Russian President Vladimir Putin said Wednesday his country would start developing intermediate-range nuclear missiles if the United States leaves a key arms agreement and begins developing the weapons as well.
Putin told Russian news agencies that a U.S. withdrawal from the treaty would mean Washington has concluded it “has to have these weapons” and that Moscow “will do the same.”
U.S. Secretary of State Mike Pompeo told NATO ministers in Brussels Tuesday it will begin the six-month process of withdrawing from the Intermediate-Range Nuclear Forces Treaty in 60 days if Moscow does not regain compliance with the treaty.

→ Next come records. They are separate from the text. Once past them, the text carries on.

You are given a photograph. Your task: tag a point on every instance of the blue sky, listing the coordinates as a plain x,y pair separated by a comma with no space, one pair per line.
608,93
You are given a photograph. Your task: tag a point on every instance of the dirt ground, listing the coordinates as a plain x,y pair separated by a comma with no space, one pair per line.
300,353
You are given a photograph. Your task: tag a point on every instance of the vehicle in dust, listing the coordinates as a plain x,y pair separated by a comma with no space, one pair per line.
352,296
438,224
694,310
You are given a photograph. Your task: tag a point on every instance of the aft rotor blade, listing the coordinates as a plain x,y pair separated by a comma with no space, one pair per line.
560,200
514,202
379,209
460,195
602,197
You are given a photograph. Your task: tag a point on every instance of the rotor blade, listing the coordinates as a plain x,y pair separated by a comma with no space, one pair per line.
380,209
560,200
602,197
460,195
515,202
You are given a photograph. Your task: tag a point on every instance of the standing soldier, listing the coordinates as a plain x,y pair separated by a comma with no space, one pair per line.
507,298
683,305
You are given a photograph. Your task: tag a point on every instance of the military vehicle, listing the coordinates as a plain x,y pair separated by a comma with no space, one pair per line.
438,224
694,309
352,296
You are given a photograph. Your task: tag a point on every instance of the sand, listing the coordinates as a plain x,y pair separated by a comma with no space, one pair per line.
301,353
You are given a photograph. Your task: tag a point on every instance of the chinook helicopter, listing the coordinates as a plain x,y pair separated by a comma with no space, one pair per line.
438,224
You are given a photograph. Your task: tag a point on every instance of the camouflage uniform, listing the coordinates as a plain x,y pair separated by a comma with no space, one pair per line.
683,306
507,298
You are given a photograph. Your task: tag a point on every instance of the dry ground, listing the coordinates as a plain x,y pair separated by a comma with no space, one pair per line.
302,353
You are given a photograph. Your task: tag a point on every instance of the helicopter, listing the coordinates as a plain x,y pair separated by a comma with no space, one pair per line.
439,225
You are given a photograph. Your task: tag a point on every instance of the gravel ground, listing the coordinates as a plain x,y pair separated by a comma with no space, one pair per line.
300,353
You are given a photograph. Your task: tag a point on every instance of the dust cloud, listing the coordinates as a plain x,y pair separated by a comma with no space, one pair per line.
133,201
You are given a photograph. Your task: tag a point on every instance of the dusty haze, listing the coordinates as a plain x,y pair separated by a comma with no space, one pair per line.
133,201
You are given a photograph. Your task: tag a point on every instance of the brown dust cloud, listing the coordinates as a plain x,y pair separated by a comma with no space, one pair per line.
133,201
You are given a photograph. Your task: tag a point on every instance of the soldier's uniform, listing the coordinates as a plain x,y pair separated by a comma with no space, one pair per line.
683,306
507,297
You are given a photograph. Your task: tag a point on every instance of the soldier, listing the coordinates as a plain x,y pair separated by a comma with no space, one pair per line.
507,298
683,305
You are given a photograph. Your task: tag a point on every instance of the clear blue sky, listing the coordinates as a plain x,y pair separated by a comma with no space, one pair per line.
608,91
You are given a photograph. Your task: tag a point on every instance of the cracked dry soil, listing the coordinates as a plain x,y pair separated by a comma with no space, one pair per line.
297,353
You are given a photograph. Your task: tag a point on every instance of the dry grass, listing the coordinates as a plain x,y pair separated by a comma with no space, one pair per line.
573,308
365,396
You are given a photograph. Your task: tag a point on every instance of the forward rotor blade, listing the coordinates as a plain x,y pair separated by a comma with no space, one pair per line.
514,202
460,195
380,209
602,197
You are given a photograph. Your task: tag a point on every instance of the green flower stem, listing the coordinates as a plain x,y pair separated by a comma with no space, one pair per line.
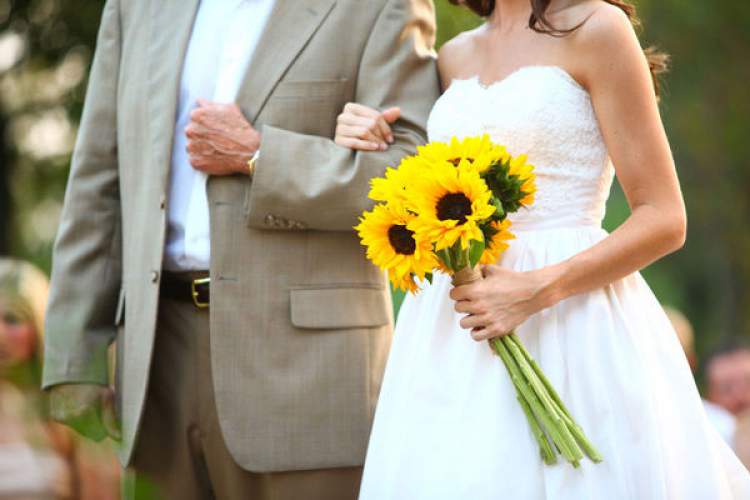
553,427
568,445
545,448
576,430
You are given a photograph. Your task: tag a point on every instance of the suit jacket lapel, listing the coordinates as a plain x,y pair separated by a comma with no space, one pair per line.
291,24
171,27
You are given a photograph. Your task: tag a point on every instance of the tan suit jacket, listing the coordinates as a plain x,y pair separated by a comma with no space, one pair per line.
300,321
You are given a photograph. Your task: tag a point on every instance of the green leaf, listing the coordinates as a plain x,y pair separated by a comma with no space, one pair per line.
445,256
476,249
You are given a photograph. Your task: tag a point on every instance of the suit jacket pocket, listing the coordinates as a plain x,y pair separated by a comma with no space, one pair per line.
342,307
309,89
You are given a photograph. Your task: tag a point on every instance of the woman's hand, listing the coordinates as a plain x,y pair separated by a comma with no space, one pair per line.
501,301
365,129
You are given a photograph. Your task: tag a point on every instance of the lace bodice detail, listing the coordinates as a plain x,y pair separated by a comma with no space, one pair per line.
540,111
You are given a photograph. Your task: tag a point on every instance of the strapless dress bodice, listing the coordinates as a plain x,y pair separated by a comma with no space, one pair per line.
542,112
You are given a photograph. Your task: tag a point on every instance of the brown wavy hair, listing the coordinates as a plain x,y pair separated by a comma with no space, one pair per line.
538,21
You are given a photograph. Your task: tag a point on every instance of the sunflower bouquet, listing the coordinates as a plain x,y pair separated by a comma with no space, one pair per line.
446,210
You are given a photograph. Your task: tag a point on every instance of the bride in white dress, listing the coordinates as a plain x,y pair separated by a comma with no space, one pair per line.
448,425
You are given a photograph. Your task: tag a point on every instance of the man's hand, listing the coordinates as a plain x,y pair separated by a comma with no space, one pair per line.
365,129
220,139
87,408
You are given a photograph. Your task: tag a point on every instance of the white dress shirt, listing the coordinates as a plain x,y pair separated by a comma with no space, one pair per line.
225,35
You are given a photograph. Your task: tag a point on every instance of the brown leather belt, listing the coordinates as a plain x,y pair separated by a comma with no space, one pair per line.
194,287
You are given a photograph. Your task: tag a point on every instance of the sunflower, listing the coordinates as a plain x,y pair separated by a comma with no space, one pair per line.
480,152
451,203
393,186
496,236
520,168
393,247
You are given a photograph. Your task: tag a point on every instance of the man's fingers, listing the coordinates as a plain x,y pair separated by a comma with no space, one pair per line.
358,144
392,114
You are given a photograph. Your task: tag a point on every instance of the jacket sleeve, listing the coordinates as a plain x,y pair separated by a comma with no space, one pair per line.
397,69
86,271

Pompeo accused Russia of deploying “multiple battalions of the SSC-8 missiles,” a land-based, intermediate-range Cruise missile capable of carrying nuclear warheads. Moscow has denied deploying such weapon systems.
“It makes no sense for the United States to remain in a treaty that constrains our ability to respond to Russia’s violations. Russia has reversed the trajectory of diminishing nuclear risk in Europe,” Pompeo told reporters in Brussels.
The 1987 INF treaty, negotiated by then-U.S. President Ronald Reagan and Soviet leader Mikhail Gorbachev, eliminated all nuclear missiles with a range between 500 and 5,500 kilometers, reducing the ability to launch a nuclear strike at short notice.
NATO allies have voiced concern over the U.S. threat to withdraw, fearing a new arms race in Europe; however, NATO foreign ministers agreed Tuesday to formally declare Russia in “material breach” of the treaty.
Pompeo delivered a pointed message to European allies, says Jonathan Eyal, international director at the Royal United Services Institute in London.
“Instead of complaining all the time about the United States walking away from the treaty, the Europeans should spend a bit of time looking at why the United States is withdrawing from the treaty,” he said.
“No European state has contradicted the American position. That intelligence information indicates a Russian gross violation of that treaty. So I think the American argument would be, ‘Let us get together and convey a strict message to Moscow that if it wants the treaty saved, it will have to make a concession and it will have to abide by the treaty,’” Eyal told VOA.
Meanwhile, in Brussels Tuesday, during a separate speech hosted by the German Marshall Fund of the United States, Pompeo dismissed claims that the United States was withdrawing from the international stage under President Donald Trump’s “America First” policy.
“In the finest traditions of our great democracy, we are rallying the noble nations to build a new liberal order that prevents war and achieves greater prosperity,” Pompeo said.
He added that President Donald Trump was reshaping the global system based on nation states, not multilateral institutions.
“We are acting to preserve, protect, and advance an open, just, transparent and free world of sovereign states,” Secretary Pompeo told the audience of diplomats and government officials.
He took aim at the European Union and said Britain’s decision to quit the bloc was evidence that supranational organizations were not working.
A spokesperson for the European Commission said Pompeo was “one of those people who come to Brussels and coin an opinion without knowing how our system works.”